Au fil de mes recherches sur la cathédrale Saint-Louis, je me suis intéressé à un autre bâtiment emblématique de Port-Louis : la cathédrale St James, située dans la rue de la Poudrière.
Beaucoup de Mauriciens sont déjà passés devant cet édifice sans forcément connaître son histoire. Pourtant, son passé est particulièrement surprenant. La cathédrale St James n’a pas été construite à l’origine comme un lieu de culte.
Une ancienne poudrière datant de l’époque française
En 1740, durant la période française, le bâtiment servait de poudrière. Les autorités y stockaient de la poudre à canon destinée aux activités militaires.
Cette première fonction explique l’épaisseur remarquable de ses murs en pierre. La construction avait été pensée pour limiter les risques en cas d’explosion.

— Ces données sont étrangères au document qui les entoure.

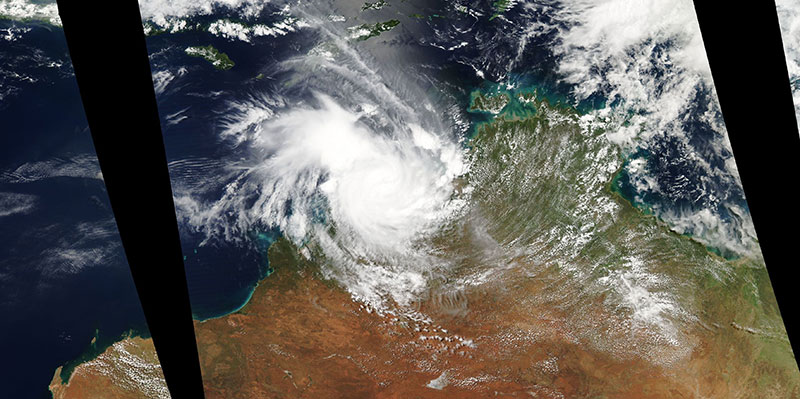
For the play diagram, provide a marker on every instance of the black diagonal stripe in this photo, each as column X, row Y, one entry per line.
column 745, row 52
column 109, row 55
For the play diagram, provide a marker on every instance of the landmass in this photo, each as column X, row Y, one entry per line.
column 606, row 301
column 366, row 31
column 209, row 53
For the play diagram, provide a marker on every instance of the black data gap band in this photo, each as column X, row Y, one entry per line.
column 109, row 56
column 745, row 52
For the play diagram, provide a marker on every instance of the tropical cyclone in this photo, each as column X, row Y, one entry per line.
column 622, row 307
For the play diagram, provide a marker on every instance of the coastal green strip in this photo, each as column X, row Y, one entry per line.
column 374, row 6
column 209, row 53
column 501, row 6
column 96, row 347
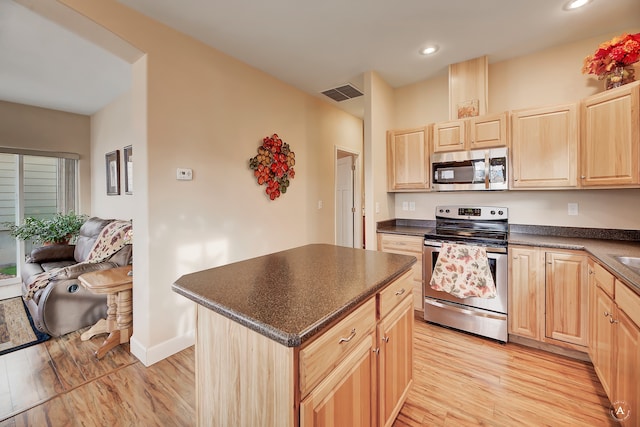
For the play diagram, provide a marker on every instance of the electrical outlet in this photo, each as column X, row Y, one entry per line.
column 183, row 174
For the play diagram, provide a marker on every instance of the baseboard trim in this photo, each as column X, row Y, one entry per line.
column 158, row 352
column 551, row 348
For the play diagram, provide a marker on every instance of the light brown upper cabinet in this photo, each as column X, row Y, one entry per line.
column 471, row 134
column 408, row 159
column 544, row 149
column 610, row 135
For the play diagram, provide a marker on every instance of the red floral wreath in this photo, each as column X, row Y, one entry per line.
column 273, row 165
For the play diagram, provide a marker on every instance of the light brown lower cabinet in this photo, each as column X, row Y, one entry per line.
column 347, row 395
column 356, row 373
column 407, row 245
column 548, row 296
column 369, row 386
column 395, row 367
column 614, row 342
column 566, row 298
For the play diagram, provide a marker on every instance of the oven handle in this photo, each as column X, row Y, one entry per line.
column 489, row 249
column 464, row 311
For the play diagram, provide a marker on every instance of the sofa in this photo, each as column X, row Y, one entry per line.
column 63, row 305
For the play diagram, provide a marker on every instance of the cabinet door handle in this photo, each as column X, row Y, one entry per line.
column 353, row 334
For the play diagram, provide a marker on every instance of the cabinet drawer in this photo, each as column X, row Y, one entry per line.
column 604, row 279
column 322, row 355
column 393, row 294
column 401, row 244
column 628, row 301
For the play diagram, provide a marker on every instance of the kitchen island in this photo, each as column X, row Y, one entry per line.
column 304, row 336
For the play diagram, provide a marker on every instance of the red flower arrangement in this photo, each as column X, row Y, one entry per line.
column 273, row 165
column 620, row 51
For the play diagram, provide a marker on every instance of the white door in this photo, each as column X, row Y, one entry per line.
column 345, row 209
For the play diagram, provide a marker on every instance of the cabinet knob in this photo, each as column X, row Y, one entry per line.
column 349, row 338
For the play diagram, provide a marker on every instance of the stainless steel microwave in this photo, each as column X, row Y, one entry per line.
column 470, row 170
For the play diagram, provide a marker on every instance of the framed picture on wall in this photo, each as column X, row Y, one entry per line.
column 128, row 169
column 113, row 173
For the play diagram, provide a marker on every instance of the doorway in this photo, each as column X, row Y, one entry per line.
column 348, row 197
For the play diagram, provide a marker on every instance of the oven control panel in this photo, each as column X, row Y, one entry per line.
column 472, row 212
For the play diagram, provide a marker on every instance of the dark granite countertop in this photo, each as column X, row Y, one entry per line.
column 292, row 295
column 602, row 249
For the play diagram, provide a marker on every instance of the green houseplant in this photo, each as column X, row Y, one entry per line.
column 59, row 229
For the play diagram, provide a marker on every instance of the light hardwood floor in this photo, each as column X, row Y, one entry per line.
column 460, row 380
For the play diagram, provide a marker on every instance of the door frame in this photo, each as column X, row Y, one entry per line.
column 357, row 194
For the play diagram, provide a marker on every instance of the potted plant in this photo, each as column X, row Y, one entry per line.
column 59, row 229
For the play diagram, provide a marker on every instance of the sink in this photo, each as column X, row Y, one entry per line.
column 631, row 262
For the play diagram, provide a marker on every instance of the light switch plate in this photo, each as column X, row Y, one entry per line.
column 184, row 174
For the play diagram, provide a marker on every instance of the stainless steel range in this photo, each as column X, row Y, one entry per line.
column 485, row 226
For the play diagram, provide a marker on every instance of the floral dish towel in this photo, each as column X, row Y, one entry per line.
column 463, row 271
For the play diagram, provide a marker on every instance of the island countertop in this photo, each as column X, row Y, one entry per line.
column 292, row 295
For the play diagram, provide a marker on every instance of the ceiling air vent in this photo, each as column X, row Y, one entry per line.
column 343, row 93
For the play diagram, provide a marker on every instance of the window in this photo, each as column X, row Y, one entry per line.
column 32, row 185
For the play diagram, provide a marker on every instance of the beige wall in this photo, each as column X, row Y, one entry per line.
column 209, row 112
column 549, row 77
column 111, row 129
column 34, row 128
column 379, row 111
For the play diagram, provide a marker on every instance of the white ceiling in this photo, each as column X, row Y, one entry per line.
column 46, row 65
column 313, row 46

Lorsque les Britanniques prennent le contrôle de l’île, le terrain est attribué en 1812 à la communauté britannique afin d’y construire une église.
Cependant, les responsables constatent rapidement que le bâtiment existant reste trop solide et trop imposant pour être détruit facilement. Sa démolition aurait également représenté un coût important.
Ils décident alors de transformer l’ancienne poudrière en lieu de prière.
La transformation en cathédrale anglicane
Entre 1821 et 1846, plusieurs travaux changent progressivement l’apparence du bâtiment.
Les ouvriers ouvrent des fenêtres dans les murs de pierre. Ils ajoutent aussi deux ailes pour donner une forme de croix à l’édifice. Une tour surmontée d’une flèche complète ensuite la nouvelle architecture.
L’ancienne installation militaire prend alors l’apparence d’une véritable église.
Les premiers offices religieux commencent au début des années 1830. Le 26 juin 1850, l’édifice reçoit officiellement le statut de cathédrale anglicane.
La cérémonie de consécration est présidée par James Chapman, alors évêque de Colombo.
La cathédrale St James devient ensuite le principal lieu religieux du diocèse anglican de Maurice. Elle accueille les grandes célébrations et plusieurs événements importants.
Un refuge pendant le cyclone de 1892
La cathédrale St James occupe également une place importante dans l’histoire de Port-Louis lors du cyclone dévastateur de 1892.
Le bâtiment subit de nombreux dégâts, mais ses murs épais résistent aux violentes conditions météorologiques. Selon les récits historiques, plusieurs centaines de personnes trouvent refuge à l’intérieur de la cathédrale.
L’ancienne poudrière, autrefois destinée à protéger des munitions, devient alors un abri pour les habitants de la capitale.
Après le cyclone, les autorités entreprennent des travaux de rénovation. La cathédrale rouvre ses portes le 22 juin 1911, à l’occasion du couronnement du roi George V.
Une restauration nécessaire au XXIe siècle
Avec le temps, la cathédrale nécessite de nouvelles interventions.
En mai 2018, le bâtiment ferme temporairement au public. La toiture présente d’importantes infiltrations d’eau, certaines structures en bois sont fragilisées et des termites ont endommagé plusieurs parties intérieures.
Après environ trois années de restauration, la cathédrale St James accueille de nouveau les fidèles et les visiteurs le 10 novembre 2021 lors d’une cérémonie de redédicace.
Depuis 2016, elle fait officiellement partie des monuments classés du patrimoine national mauricien.
Un témoin de près de trois siècles d’histoire
L’histoire de la cathédrale St James reste unique à Maurice.
Ce bâtiment a traversé plusieurs périodes majeures : l’époque française, l’arrivée britannique, les grands cyclones et différentes phases de rénovation.
Avant de devenir une cathédrale, il était une poudrière militaire. Plus tard, il est devenu un lieu de culte et un refuge pour la population de Port-Louis.
Aujourd’hui encore, le nom de la rue de la Poudrière rappelle sa première vocation.
Comme beaucoup de monuments historiques, la cathédrale St James raconte une partie de l’identité mauricienne. Derrière ses murs se cache une histoire que beaucoup de passants ignorent encore.